DEF SEG = VARSEG(d2)
POKE VARPTR(d2), PEEK(VARPTR(d2)) + 1
DEF SEG
CALL printHex
PRINT
' Show that the correct byte was poked by reverting mantissa change and
' altering exponent.
DEF SEG = VARSEG(d2)
POKE VARPTR(d2), PEEK(VARPTR(d2)) - 1
POKE VARPTR(d2) + 3, PEEK(VARPTR(d2) + 3) + 1
DEF SEG
CALL printHex
SUB printHex
'SHARED variables used:
' d2, e2
DIM d2h AS STRING * 8, e2h AS STRING * 8
' Get bytes of d2 and e2, storing them as hexadecimal values
' in d2h and e2h.
DEF SEG = VARSEG(d2)
MID$(d2h, 1) = hexByte$(PEEK(VARPTR(d2) + 3))
MID$(d2h, 3) = hexByte$(PEEK(VARPTR(d2) + 2))
MID$(d2h, 5) = hexByte$(PEEK(VARPTR(d2) + 1))
MID$(d2h, 7) = hexByte$(PEEK(VARPTR(d2)))
DEF SEG = VARSEG(e2)
MID$(e2h, 1) = hexByte$(PEEK(VARPTR(e2) + 3))
MID$(e2h, 3) = hexByte$(PEEK(VARPTR(e2) + 2))
MID$(e2h, 5) = hexByte$(PEEK(VARPTR(e2) + 1))
MID$(e2h, 7) = hexByte$(PEEK(VARPTR(e2)))
DEF SEG
' Print the bytes, separating them using spaces.
PRINT "d2: "; MID$(d2h, 1, 2); " "; MID$(d2h, 3, 2); " ";
PRINT MID$(d2h, 5, 2); " "; MID$(d2h, 7, 2)
PRINT "e2: "; MID$(e2h, 1, 2); " "; MID$(e2h, 3, 2); " ";
PRINT MID$(e2h, 5, 2); " "; MID$(e2h, 7, 2)
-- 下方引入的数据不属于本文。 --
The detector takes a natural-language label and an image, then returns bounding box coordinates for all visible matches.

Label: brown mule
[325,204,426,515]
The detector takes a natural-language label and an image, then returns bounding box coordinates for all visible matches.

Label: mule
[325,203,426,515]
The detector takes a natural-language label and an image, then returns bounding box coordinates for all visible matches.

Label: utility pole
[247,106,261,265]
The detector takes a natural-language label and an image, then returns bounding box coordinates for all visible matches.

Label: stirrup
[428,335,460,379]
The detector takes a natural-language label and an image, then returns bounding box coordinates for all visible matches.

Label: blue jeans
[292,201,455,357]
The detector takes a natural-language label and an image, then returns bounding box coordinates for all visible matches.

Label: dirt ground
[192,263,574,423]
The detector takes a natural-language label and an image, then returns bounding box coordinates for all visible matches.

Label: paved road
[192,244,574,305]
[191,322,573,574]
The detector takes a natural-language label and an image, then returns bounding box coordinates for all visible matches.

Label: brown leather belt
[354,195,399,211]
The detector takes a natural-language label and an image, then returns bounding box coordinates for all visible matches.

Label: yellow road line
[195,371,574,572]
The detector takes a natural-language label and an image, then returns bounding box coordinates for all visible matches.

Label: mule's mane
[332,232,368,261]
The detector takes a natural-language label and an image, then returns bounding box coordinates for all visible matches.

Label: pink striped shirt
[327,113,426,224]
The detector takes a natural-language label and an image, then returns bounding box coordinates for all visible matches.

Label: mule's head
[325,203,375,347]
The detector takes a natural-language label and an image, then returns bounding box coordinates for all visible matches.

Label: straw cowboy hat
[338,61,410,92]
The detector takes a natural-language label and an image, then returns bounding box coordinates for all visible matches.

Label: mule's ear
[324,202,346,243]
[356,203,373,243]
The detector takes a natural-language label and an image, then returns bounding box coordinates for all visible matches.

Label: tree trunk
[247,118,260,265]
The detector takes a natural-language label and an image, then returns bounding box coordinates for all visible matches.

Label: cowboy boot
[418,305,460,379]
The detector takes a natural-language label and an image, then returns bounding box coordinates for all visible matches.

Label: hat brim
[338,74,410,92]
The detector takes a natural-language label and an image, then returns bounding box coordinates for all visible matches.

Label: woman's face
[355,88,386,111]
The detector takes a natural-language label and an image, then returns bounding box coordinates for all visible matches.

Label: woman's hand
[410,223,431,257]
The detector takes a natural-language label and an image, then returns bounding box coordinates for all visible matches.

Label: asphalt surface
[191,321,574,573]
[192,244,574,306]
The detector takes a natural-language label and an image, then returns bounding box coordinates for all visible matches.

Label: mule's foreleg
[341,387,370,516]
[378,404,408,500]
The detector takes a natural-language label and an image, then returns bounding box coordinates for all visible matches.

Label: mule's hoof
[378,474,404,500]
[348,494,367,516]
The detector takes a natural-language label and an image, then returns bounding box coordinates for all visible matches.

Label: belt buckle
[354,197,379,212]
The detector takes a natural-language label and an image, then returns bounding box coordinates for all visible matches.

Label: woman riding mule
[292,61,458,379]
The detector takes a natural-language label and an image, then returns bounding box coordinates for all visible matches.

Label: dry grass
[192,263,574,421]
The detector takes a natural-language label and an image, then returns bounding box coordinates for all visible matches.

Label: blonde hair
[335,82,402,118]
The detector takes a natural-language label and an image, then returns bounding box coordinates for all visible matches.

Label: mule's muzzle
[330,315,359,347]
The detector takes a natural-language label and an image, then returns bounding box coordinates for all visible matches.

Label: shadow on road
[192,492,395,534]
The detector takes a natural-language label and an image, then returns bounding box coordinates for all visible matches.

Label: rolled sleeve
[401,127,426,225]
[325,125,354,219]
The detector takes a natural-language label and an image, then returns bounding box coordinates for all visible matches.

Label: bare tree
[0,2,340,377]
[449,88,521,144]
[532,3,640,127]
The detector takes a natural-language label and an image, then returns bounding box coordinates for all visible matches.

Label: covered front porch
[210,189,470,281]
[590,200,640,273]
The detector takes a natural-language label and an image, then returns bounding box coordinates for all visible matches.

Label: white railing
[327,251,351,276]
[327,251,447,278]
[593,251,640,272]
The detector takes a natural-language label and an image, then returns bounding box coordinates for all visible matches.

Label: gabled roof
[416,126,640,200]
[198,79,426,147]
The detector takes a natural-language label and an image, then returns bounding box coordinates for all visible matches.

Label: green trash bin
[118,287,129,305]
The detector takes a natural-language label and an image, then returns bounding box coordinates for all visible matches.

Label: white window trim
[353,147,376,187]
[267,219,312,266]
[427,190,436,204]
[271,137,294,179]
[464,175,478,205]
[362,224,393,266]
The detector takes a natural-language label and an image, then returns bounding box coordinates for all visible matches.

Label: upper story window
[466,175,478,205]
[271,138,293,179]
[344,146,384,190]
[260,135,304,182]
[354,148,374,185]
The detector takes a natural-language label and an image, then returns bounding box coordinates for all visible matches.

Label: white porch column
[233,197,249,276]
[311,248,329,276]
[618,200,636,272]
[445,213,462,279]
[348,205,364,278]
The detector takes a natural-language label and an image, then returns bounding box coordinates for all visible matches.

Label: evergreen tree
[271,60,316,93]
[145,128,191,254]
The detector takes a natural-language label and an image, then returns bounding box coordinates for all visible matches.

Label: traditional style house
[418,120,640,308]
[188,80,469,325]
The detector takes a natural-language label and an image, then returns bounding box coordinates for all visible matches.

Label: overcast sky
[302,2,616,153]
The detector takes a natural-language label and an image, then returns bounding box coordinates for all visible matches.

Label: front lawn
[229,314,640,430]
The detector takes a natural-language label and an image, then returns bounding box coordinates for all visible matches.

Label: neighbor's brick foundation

' Print whether d2 is equal to e2.
IF d2 = e2 THEN
PRINT d2; "= "; e2
ELSE
PRINT d2; "<>"; e2
END IF
END SUB
FUNCTION hexByte$ (b%)
' Error 5 is "Illegal function call".
' This can only happen if b% is outside the range 0..255.
IF b% < 0 OR b% > 255 THEN ERROR 5
' MID$("0" + HEX$(15), 2 + (-1)) => MID$("0F", 1) => "0F"
' MID$("0" + HEX$(16), 2 + ( 0)) => MID$("010", 2) => "10"
hexByte$ = MID$("0" + HEX$(b%), 2 + (b% < 16))
END FUNCTION
编辑
正如@BlackJack在评论中解释的那样,在编译文件时,您注意到的效果似乎会发生.由于这是给出的线索,我在DOSBox中使用了CodeView调试器,这里是删节结果:
5: a = 32.174
057D:0030 C70636002DB2 MOV Word Ptr [0036],B22D
057D:0036 C70638000042 MOV Word Ptr [0038],4200
6: d2 = 1! / (2! * 32.174 * 144!)
057D:003C C7063A002D53 MOV Word Ptr [003A],532D
057D:0042 C7063C00E238 MOV Word Ptr [003C],38E2
7: e2 = 1! / (2! * a! * 144!)
057D:0048 CD35065000 FLD DWord Ptr [0050]; 00 CB 21 CD
057D:004D CD34363600 FDIV DWord Ptr [0036]; 42 00 B2 2D
057D:0052 CD351E3E00 FSTP DWord Ptr [003E]; e2 = result
057D:0057 CD3D FWAIT
BASIC编译器(BC.EXE)将赋值d2简化为浮点常量的简单赋值(即,它评估表达式本身并优化代码到单个赋值,而不是执行您指定的所有操作).但是,赋值e2并不那么简单,因为它包含非常量表达式a!.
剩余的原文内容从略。